Pourquoi nous mangeons ?

Pour vivre, grandir, se développer…

Bien se nourrir, c’est recevoir une nourriture adaptée, permettant une croissance harmonieuse et une activité optimale. Pour cela, il faut manger de tout un petit peu et un petit peu de tout. Les besoins de chacun en fonction de l’âge ont été évalués par des nutritionnistes mais n’oubliez pas que ce sont juste des moyennes. Chaque individu est différent et ses besoins diffèrent en fonction de la croissance, de l’activité physique, de leur métabolisme… il existe bel et bien des “gros” mangeurs et des “petits” appétits.

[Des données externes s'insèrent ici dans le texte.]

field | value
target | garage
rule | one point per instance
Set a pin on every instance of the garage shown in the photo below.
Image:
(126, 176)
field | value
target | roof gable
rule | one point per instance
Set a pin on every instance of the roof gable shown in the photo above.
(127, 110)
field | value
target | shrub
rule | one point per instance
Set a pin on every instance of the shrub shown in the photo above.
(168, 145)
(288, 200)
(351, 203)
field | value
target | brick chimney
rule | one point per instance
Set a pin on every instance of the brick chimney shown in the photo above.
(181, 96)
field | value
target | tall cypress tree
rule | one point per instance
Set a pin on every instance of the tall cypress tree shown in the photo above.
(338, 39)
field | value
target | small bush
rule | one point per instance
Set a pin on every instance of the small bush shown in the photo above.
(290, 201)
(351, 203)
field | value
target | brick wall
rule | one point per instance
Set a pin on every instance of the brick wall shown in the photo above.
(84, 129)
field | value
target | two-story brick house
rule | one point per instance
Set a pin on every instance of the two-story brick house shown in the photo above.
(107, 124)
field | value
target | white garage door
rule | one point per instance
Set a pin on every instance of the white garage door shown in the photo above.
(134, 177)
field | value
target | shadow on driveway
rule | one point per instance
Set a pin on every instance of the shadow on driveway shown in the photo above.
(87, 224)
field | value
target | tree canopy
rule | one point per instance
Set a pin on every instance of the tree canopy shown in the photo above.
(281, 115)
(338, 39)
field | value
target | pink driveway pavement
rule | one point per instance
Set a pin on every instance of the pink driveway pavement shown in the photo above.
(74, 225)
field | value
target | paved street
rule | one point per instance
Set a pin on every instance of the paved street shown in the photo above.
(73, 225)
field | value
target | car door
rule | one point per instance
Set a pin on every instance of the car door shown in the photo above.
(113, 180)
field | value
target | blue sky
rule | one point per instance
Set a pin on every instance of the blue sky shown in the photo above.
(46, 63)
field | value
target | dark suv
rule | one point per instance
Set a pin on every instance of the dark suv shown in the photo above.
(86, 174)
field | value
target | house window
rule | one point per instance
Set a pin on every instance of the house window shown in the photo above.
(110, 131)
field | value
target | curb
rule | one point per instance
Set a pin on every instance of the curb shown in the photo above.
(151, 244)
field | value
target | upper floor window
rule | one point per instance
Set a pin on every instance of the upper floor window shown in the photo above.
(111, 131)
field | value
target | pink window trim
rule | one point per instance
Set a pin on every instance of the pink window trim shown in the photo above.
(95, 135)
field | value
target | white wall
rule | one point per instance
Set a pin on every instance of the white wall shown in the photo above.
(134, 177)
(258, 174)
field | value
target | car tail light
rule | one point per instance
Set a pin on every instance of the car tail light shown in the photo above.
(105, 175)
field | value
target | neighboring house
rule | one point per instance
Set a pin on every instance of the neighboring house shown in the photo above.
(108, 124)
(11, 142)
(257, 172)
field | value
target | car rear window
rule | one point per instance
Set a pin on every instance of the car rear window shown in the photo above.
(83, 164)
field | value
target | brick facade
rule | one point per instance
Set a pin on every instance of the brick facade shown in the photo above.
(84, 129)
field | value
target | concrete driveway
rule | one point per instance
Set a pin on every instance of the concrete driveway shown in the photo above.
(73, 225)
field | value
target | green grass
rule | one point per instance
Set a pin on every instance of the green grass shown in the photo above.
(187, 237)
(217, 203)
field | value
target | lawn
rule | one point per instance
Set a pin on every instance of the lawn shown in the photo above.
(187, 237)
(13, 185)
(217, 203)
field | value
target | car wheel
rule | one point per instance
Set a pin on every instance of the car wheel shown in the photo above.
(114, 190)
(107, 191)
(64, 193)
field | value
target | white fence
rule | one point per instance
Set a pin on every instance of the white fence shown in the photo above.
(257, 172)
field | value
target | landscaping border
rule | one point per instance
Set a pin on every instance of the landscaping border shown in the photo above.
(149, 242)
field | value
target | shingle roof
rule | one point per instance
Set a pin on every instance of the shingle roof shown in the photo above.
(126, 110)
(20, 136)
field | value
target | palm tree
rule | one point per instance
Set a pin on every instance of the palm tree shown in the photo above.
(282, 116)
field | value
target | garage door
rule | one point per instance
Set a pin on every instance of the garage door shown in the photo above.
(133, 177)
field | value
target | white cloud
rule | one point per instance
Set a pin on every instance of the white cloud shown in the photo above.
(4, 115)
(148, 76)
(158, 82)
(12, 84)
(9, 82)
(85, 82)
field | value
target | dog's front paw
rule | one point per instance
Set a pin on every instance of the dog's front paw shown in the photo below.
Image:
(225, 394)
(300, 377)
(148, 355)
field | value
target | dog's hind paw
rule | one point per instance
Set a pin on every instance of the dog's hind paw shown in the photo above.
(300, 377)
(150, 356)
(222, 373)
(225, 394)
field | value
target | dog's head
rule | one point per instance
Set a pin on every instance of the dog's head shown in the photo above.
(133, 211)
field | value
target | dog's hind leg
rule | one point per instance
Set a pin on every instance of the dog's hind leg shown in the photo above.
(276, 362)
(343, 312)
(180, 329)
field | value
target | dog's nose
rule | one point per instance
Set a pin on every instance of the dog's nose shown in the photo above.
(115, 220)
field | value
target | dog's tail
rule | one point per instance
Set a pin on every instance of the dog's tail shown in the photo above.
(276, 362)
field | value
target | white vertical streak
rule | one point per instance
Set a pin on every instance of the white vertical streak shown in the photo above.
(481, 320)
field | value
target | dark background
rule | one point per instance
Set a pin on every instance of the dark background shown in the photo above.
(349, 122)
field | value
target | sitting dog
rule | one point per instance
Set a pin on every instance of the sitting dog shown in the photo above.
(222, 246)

Pour nous réjouir, pour savourer

Mmmmm….miam ! Manger est source de plaisir. Déjà chez le nouveau né. Celui-ci vient au monde en aimant le sucré et le liquide. Ca tombe bien car le lait maternel est liquide et sucré. Ah le monde est bien fait. Et quand il boit et qu’il nous fait chavirer avec sa mimique de plaisir…

Plus tard, on s’aperçoit que chaque enfant est différent. Il y a les “becs sucrés” et les “becs salés”. Les préférences innées évoluent avec l’âge, avec le mode de vie et les expériences gustatives que chaque enfant pourra faire. Ce qu’on a mangé dans son enfance reste souvent “la” référence à l’âge adulte. D’où l’importance de faire découvrir et apprécier un maximum de saveurs à nos enfants.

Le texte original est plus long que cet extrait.